Although one or more embodiments of the present invention have been described in some detail for clarity of understanding, certain changes may be made within the scope of the claims. Accordingly, the described embodiments are to be considered as illustrative and not restrictive, and the scope of the claims is not to be limited to details given herein but may be modified within the scope and equivalents of the claims. In the claims, elements and steps do not imply any particular order of operation unless explicitly stated in the claims.
Virtualized systems in accordance with the various embodiments may be implemented as hosted embodiments, non-hosted embodiments, or as embodiments that blur distinctions between the two. Furthermore, various virtualization operations may be wholly or partially implemented in hardware. For example, a hardware implementation may employ a look-up table for modification of storage access requests to secure non-disk data. Many variations, additions, and improvements are possible, regardless of the degree of virtualization. The virtualization software can therefore include components of a host server, console, or guest operating system (OS) that perform virtualization functions.
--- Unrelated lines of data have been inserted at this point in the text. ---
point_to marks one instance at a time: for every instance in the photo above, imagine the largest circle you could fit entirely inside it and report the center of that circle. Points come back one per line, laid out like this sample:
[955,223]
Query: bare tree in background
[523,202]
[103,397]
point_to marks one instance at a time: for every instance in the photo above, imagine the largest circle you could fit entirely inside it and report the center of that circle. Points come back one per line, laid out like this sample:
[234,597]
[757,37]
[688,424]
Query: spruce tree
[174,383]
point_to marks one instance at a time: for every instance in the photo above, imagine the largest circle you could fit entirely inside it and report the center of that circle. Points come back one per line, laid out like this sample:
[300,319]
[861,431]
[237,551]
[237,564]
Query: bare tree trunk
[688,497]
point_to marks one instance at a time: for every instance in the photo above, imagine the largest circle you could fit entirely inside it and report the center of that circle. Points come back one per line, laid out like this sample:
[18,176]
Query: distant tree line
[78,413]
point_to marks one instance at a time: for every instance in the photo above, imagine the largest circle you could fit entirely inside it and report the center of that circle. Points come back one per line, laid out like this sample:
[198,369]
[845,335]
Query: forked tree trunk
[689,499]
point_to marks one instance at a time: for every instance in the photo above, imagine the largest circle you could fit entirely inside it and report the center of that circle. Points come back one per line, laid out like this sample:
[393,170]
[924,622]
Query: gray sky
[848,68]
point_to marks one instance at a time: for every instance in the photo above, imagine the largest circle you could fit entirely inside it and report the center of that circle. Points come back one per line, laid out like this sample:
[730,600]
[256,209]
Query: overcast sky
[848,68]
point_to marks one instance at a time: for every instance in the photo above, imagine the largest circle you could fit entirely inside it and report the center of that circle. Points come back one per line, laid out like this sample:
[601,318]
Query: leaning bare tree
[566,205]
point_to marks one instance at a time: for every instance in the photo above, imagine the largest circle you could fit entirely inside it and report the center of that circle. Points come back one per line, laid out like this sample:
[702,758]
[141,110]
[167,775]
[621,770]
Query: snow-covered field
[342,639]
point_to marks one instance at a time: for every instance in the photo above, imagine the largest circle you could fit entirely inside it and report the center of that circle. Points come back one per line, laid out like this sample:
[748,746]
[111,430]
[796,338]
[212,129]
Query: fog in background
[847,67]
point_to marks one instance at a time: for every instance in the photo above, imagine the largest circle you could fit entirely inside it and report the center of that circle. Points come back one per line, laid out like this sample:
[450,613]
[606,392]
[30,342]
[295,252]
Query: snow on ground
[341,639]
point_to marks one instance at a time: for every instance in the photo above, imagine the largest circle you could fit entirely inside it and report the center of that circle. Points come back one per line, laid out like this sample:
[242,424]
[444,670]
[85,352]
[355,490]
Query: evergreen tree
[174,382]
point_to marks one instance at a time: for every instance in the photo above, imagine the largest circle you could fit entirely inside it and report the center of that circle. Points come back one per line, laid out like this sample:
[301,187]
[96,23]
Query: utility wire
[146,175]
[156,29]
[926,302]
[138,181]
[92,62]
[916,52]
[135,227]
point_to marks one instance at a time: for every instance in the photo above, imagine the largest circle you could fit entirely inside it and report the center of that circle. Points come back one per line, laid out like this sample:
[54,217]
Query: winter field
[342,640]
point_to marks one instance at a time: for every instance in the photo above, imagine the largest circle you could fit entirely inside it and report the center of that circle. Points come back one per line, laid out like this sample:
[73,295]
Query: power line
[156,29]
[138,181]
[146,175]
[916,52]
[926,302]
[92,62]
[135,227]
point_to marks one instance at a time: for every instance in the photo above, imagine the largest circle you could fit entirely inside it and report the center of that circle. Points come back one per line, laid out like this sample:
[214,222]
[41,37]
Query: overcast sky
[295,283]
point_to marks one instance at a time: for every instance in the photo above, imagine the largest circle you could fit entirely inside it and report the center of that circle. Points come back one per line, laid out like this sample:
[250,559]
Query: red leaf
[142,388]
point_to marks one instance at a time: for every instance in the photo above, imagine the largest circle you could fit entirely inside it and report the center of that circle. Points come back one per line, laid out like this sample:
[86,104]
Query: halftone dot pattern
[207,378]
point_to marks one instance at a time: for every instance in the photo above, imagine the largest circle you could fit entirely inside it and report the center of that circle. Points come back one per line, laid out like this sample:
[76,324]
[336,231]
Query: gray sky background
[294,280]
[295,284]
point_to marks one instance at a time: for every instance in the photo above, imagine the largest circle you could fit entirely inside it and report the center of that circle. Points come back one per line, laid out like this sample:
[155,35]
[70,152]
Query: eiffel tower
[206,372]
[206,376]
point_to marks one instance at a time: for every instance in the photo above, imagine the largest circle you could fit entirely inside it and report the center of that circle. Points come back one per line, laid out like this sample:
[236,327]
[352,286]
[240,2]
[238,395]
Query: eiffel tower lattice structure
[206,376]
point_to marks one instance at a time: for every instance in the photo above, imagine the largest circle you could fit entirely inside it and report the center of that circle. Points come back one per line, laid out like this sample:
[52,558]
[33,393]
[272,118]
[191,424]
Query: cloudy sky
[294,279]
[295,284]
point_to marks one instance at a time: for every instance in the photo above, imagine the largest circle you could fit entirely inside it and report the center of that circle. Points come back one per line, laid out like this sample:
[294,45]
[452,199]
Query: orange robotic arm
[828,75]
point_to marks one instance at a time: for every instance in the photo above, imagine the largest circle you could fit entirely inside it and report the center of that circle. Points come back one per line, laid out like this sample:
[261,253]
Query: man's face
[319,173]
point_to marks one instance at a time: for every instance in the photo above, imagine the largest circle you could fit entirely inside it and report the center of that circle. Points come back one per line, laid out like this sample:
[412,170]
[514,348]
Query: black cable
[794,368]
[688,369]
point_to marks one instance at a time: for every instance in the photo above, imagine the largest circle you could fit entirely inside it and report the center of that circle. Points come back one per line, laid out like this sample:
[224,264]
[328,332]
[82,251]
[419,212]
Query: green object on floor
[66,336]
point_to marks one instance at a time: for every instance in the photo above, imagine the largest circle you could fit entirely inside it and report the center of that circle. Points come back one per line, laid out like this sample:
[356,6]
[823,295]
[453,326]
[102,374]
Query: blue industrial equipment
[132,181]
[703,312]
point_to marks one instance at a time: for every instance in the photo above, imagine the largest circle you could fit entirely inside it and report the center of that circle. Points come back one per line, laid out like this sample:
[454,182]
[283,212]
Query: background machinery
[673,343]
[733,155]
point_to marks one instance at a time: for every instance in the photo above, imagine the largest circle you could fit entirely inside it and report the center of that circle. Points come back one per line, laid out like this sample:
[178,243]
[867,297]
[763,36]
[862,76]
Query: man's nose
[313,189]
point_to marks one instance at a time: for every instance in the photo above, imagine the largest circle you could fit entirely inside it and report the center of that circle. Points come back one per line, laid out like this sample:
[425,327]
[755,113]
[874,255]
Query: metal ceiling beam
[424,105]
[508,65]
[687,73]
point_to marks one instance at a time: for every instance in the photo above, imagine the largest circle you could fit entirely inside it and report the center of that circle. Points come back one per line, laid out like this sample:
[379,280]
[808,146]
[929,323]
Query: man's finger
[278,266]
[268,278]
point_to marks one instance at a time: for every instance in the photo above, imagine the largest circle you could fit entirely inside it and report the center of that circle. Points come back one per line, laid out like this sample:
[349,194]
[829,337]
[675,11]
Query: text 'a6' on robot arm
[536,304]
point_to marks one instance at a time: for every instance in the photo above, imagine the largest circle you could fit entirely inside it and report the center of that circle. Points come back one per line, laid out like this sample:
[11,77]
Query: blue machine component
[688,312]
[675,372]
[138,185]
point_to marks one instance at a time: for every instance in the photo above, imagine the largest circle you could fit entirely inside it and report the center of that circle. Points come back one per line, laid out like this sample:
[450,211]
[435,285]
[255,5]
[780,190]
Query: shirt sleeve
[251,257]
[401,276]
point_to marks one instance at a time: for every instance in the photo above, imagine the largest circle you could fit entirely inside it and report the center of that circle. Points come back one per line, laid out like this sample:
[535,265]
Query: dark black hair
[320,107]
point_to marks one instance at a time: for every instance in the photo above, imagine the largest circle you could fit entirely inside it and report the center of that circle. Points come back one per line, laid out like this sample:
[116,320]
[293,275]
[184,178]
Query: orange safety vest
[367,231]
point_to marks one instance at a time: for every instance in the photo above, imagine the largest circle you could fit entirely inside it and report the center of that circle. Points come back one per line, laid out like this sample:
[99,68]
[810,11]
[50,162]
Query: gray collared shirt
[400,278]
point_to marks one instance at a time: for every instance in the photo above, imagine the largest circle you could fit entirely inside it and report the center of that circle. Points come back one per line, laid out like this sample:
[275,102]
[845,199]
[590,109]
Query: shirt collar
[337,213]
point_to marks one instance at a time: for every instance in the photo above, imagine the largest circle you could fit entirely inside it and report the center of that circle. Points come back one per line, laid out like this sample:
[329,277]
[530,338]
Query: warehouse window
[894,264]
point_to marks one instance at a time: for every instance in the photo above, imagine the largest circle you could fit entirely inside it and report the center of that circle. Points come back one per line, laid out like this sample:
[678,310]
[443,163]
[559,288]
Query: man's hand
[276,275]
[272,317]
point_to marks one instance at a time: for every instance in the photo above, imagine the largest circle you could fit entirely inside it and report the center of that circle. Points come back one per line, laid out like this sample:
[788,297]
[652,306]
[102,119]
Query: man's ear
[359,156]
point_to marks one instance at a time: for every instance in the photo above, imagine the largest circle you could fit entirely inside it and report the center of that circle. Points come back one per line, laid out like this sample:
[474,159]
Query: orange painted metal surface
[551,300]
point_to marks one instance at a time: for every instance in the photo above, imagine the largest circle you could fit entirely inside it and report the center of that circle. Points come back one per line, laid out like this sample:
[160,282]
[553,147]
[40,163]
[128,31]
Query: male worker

Boundaries between components, operations, and data stores are somewhat arbitrary, and particular operations are illustrated in the context of specific illustrative configurations. Other allocations of functionality are envisioned and may fall within the scope of the invention. In general, structures and functionalities presented as separate components in exemplary configurations may be implemented as a combined component. Similarly, structures and functionalities presented as a single component may be implemented as separate components. These and other variations, additions, and improvements may fall within the scope of the appended claims.